How To Install pdfsandwich on Ubuntu 22.04

In this tutorial we learn how to install pdfsandwich on Ubuntu 22.04. pdfsandwich is Tool to generate sandwich OCR pdf files

Introduction

In this tutorial we learn how to install pdfsandwich on Ubuntu 22.04.

What is pdfsandwich

pdfsandwich is:

pdfsandwich generates “sandwich” OCR pdf files, i.e. pdf files which contain only images (no text) will be processed by optical character recognition (OCR) and the text will be added to each page invisibly “behind” the images. pdfsandwich is a command line tool which is supposed to be useful to OCR scanned books or journals.

It is able to recognize the page layout even for multicolumn text.

Essentially, pdfsandwich is a wrapper script which calls the following binaries: convert, unpaper, gs (only for psd resizing), hocr2pdf (for tesseract < 3.03), and tesseract.

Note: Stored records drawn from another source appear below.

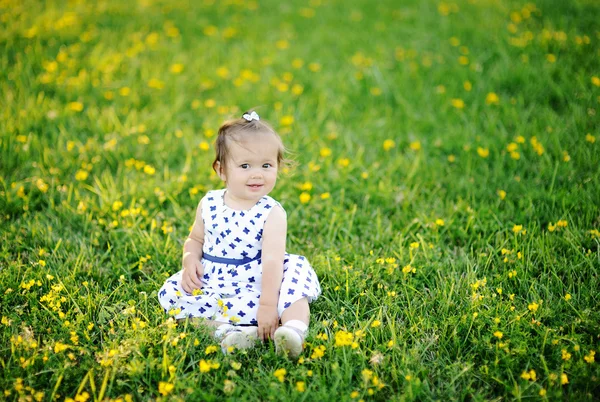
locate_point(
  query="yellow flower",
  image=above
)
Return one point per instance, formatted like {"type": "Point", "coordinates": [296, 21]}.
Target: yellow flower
{"type": "Point", "coordinates": [75, 106]}
{"type": "Point", "coordinates": [343, 338]}
{"type": "Point", "coordinates": [325, 152]}
{"type": "Point", "coordinates": [165, 388]}
{"type": "Point", "coordinates": [344, 162]}
{"type": "Point", "coordinates": [176, 68]}
{"type": "Point", "coordinates": [149, 170]}
{"type": "Point", "coordinates": [314, 67]}
{"type": "Point", "coordinates": [280, 374]}
{"type": "Point", "coordinates": [457, 103]}
{"type": "Point", "coordinates": [318, 352]}
{"type": "Point", "coordinates": [533, 307]}
{"type": "Point", "coordinates": [492, 98]}
{"type": "Point", "coordinates": [589, 358]}
{"type": "Point", "coordinates": [304, 198]}
{"type": "Point", "coordinates": [207, 365]}
{"type": "Point", "coordinates": [388, 144]}
{"type": "Point", "coordinates": [155, 83]}
{"type": "Point", "coordinates": [287, 120]}
{"type": "Point", "coordinates": [210, 30]}
{"type": "Point", "coordinates": [483, 152]}
{"type": "Point", "coordinates": [81, 175]}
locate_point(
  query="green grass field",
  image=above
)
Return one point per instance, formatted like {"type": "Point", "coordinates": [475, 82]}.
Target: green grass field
{"type": "Point", "coordinates": [446, 192]}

There are three methods to install pdfsandwich on Ubuntu 22.04. We can use apt-get, apt and aptitude. In the following sections we will describe each method. You can choose one of them.

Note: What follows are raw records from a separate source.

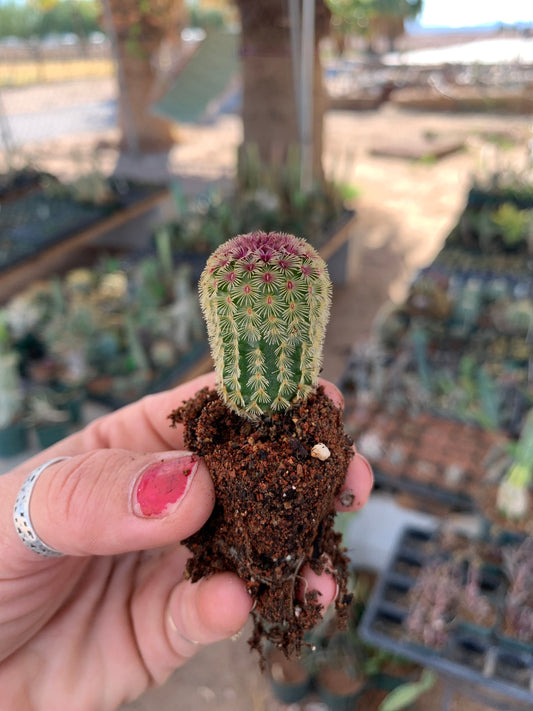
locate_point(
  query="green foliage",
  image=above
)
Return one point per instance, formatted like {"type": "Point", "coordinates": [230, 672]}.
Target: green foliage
{"type": "Point", "coordinates": [67, 16]}
{"type": "Point", "coordinates": [354, 16]}
{"type": "Point", "coordinates": [265, 299]}
{"type": "Point", "coordinates": [513, 222]}
{"type": "Point", "coordinates": [405, 695]}
{"type": "Point", "coordinates": [206, 18]}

Install pdfsandwich Using apt-get

Update apt database with apt-get using the following command.

sudo apt-get update

After updating apt database, We can install pdfsandwich using apt-get by running the following command:

sudo apt-get -y install pdfsandwich

Install pdfsandwich Using apt

Update apt database with apt using the following command.

sudo apt update

After updating apt database, We can install pdfsandwich using apt by running the following command:

sudo apt -y install pdfsandwich

Install pdfsandwich Using aptitude

If you want to follow this method, you might need to install aptitude first since aptitude is usually not installed by default on Ubuntu. Update apt database with aptitude using the following command.

sudo aptitude update

After updating apt database, We can install pdfsandwich using aptitude by running the following command:

sudo aptitude -y install pdfsandwich

How To Uninstall pdfsandwich on Ubuntu 22.04

To uninstall only the pdfsandwich package we can use the following command:

sudo apt-get remove pdfsandwich

Uninstall pdfsandwich And Its Dependencies

To uninstall pdfsandwich and its dependencies that are no longer needed by Ubuntu 22.04, we can use the command below:

sudo apt-get -y autoremove pdfsandwich

Remove pdfsandwich Configurations and Data

To remove pdfsandwich configuration and data from Ubuntu 22.04 we can use the following command:

sudo apt-get -y purge pdfsandwich

Remove pdfsandwich configuration, data, and all of its dependencies

We can use the following command to remove pdfsandwich configurations, data and all of its dependencies, we can use the following command:

sudo apt-get -y autoremove --purge pdfsandwich

References

Summary

In this tutorial we learn how to install pdfsandwich package on Ubuntu 22.04 using different package management tools: apt, apt-get and aptitude.